When the analysis dataset is complete, the parameters in a specified model are estimated using it, and these estimates are appended to a summary dataset (parms).

This process is repeated with each iteration. Since the number of iterations is set to 20 in this example, the dataset parms will contain 20 observations.

Note: If your purpose in using bootstrap resampling is only to adjust p-values to account for multiple hypothesis testing on a single sample, SAS offers a BOOTSTRAP option in the MULTTEST procedure. This subject, however, is beyond the scope of this usage note. See SAS Technical Report P-229, SAS/STAT Software: Changes and Enhancements, Release 6.07. SAS Institute Inc., 1992.

Additional Information

Efron, Bradley. The Jackknife, the Bootstrap, and Other Resampling Plans. Society for Industrial and Applied Mathematics, 1982.
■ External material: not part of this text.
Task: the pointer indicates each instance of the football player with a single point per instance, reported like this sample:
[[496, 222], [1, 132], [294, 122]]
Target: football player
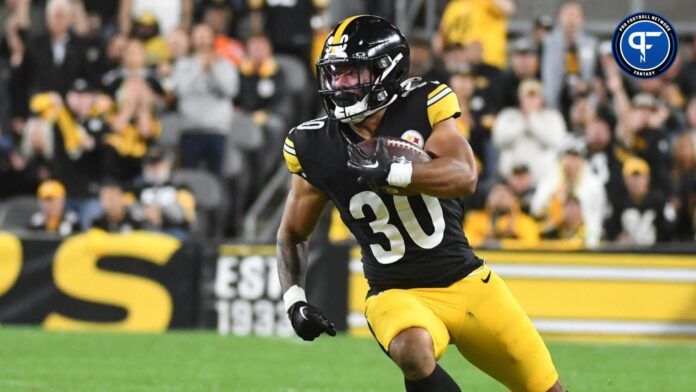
[[427, 287]]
Efron, Bradley and Tibshirami, Robert J. An Introduction to the Bootstrap. Chapman and Hall, 1993.

Hjorth, J.S. Urban. Computer Intensive Statistical Methods. Clays Ltd., 1994.

SAS Language: Reference, Version 6, First Edition. SAS Institute Inc., 1990.

SAS Guide to Macro Processing, Version 6, Second Edition. SAS Institute Inc., 1990.

SAS Language and Procedures, Usage 2, Version 6, First Edition. SAS Institute Inc., 1991.